Emerging market currencies, some of which hit decade-lows in 2014, will again face challenging conditions this year including falling oil prices and expected interest rate hikes in the U.S., according to a Reuters survey.

Strategists and economists polled by Reuters predicted that all major emerging market currencies except the Mexican peso will drop further in 2015. Declines may not be as steep as in 2014, however, because lower commodity prices and tighter monetary policy in the U.S. could already be factored into exchange rates.

“The dichotomy between the monetary policy stances in the United States and the United Kingdom and those in Europe and Japan, coupled with falling commodity prices and a weaker Chinese growth and activity outlook, makes for a rather lethal cocktail for emerging-market currency risk,” Jeffrey Schultz, an economist with BNP Paribas Cadiz Securities, told Reuters.

The Brazilian real, the Turkish lira and the South African rand, which fell near or more than 10% in 2014, are expected to slide 1.5% through 2015. But some analysts believe emerging market currencies will actually strengthen later this year, especially if the U.S. Federal Reserve tightens monetary policy slowly.

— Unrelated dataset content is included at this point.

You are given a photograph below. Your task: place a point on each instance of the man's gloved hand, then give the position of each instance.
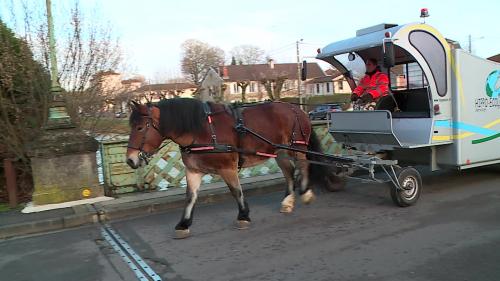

“People will realize it would not be the end of the world, and then the currencies will regain some ground,” Cristiano Oliveira, an economist with Banco Fibra in Sao Paulo, told Reuters.

Reuters noted that some countries differ on their exposure to lower oil prices and on their intervention in currency markets. In Turkey, a country that is a net oil importer, cheaper fuel may help hold the currency around current levels through the first half of the year, according to the survey. And both Turkey and Mexico have stepped up market intervention recently, whereas Brazil has reduced currency swap sales.

The Russian ruble fell around 40% against the dollar last year amid falling oil prices and Western sanctions over Ukraine. The most pessimistic estimate among those surveyed by Reuters had it dropping another 30% in 2015.